There. A moment of peace. Away from the thoughts of his mother.
But of course, once he realizes that, it’s like shining a flashlight in a dark corner—and suddenly he sees the creature that waits there. A conflicted creature of guilt and anger. A spider with Lane’s face.
Someone behind him. He turns—it’s Killian.
The pale raider comes up, throws his arms around Lane, kisses his temple. Shushes him. Strokes his hair. “It’s all right, Mister Moreau. It’s all right. Everything’s gonna be all right. Just fine, just fine.”
Lane feels angry, but his tone can’t muster it: “It’s not going to be fine, Kill. Where’ve you been?” He suspects he knows the answer to that question.
Finding Pheen.
“That’s my mother in the other room. I shot her. Do you get that?”
“Hellfire, I wish you’d shot
my
mother,” Killian mutters into the space behind Lane’s ear. “She was a whore. I don’t mean that as an insult. I mean, quite literally, that she gave it up to whoever had an ace note to stick up her dress. My father could’ve been any number of motorvator repairmen or corn processing linemen from Blackgable to Freehold.”
“I didn’t know,” Lane says, pulling away. “My mother was no picnic, either. Went off to be a . . . a godsdang Babysitter, of all the things.”
Traitor to the Heartland
. But there, then, that iron spike of guilt through the back of his mind, hitting like a headache.
She’s still your mother, you animal
. “And now she’s here.
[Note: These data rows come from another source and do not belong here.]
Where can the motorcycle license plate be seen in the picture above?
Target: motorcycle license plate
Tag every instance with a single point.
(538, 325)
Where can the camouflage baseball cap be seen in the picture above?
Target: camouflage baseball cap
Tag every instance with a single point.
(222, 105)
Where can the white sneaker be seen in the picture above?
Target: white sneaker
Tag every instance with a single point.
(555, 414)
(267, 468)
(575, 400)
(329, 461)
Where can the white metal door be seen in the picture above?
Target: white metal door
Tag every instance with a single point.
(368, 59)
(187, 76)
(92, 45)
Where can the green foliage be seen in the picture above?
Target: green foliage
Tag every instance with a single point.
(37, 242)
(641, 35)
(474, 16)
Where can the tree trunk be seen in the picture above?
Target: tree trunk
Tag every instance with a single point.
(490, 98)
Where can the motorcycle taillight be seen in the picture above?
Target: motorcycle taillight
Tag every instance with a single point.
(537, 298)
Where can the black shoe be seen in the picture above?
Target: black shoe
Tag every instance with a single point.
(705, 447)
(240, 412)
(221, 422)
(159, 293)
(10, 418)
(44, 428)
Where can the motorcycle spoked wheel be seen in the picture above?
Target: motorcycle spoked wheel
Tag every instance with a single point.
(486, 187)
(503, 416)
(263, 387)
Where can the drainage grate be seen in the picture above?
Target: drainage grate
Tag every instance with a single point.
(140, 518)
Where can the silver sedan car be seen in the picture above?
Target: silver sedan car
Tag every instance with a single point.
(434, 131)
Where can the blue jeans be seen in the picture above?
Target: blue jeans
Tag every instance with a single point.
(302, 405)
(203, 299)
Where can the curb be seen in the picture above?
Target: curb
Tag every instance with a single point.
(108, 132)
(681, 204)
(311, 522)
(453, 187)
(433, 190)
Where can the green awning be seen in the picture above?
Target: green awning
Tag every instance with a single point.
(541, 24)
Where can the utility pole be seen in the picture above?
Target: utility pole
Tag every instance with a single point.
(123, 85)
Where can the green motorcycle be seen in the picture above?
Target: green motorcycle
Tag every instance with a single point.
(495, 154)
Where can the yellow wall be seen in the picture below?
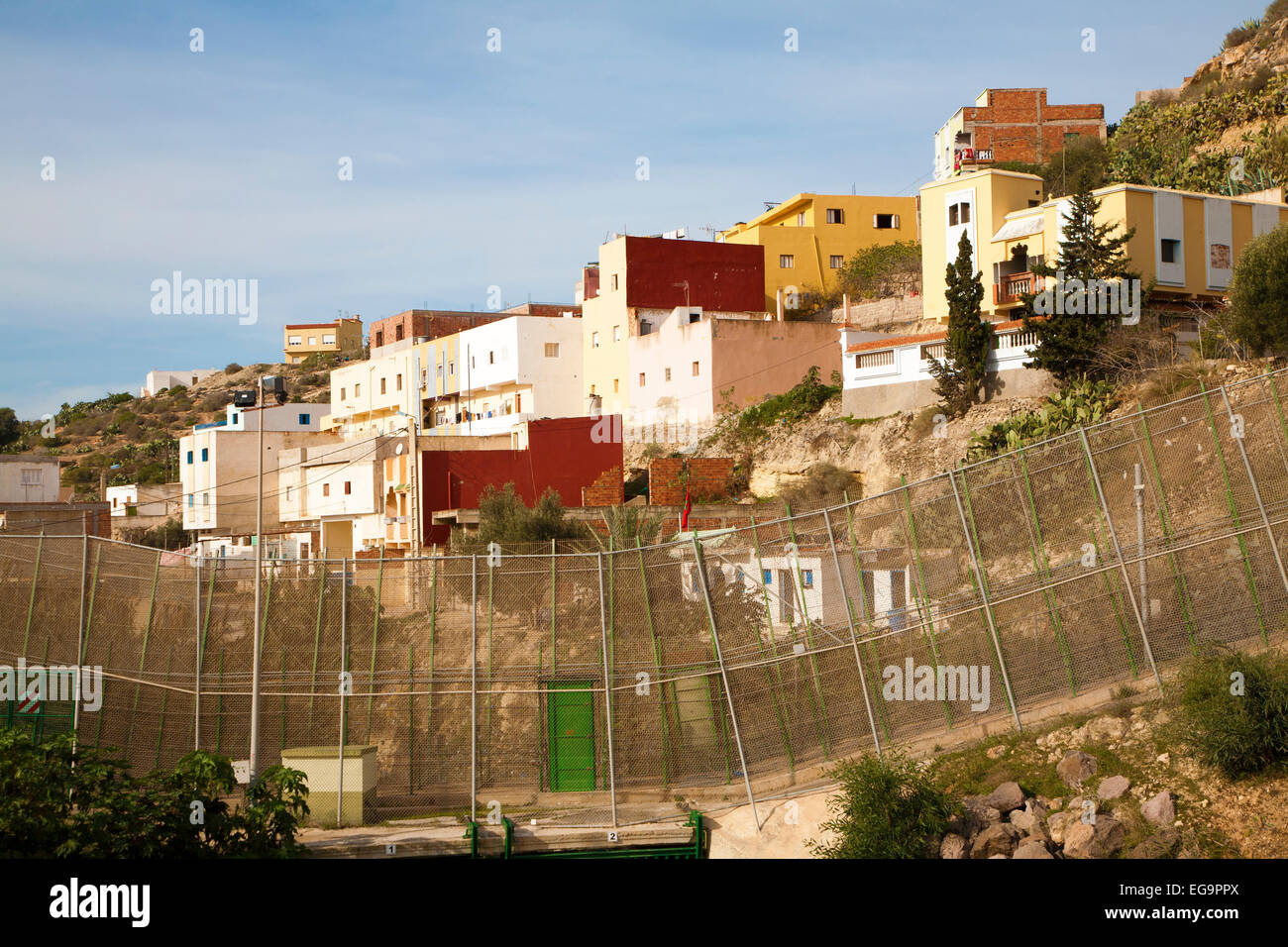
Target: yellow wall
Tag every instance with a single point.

I thought . . . I don’t know what I thought. She was dead, maybe. Or just so far from here that I didn’t have to think about her.”
Lane pats his side, finds the small cigarette case he has there—sterling silver, though tarnished, with an enamel Pegasus inlaid in the center. One of the many treasures given up by this ruined place. He pops the lid, finds a twisted cigarette—this isn’t ditchweed, this is something they grow, or grew, here on the flotilla. It smells piquant. Fresh earth and dry cherry. He wraps his lips around it, doesn’t light it. Just fiddles with it, waggling it about with his tongue, tasting the dry paper.
The door down the hall moves—all the angles are wrong since the buildings fell, and it sticks in the frame, has to be shouldered open.
The doc comes out. Nika Vellington. Broad-shouldered woman, looks like she could pull a motorvator through the corn all on her own. Skin darker than any Lane has seen—rumor is, she has blood of the Shattered Coast folk in her. A year ago, Lane hadn’t even
heard
of the Shattered Coast, didn’t even know that there existed a world beyond the corn.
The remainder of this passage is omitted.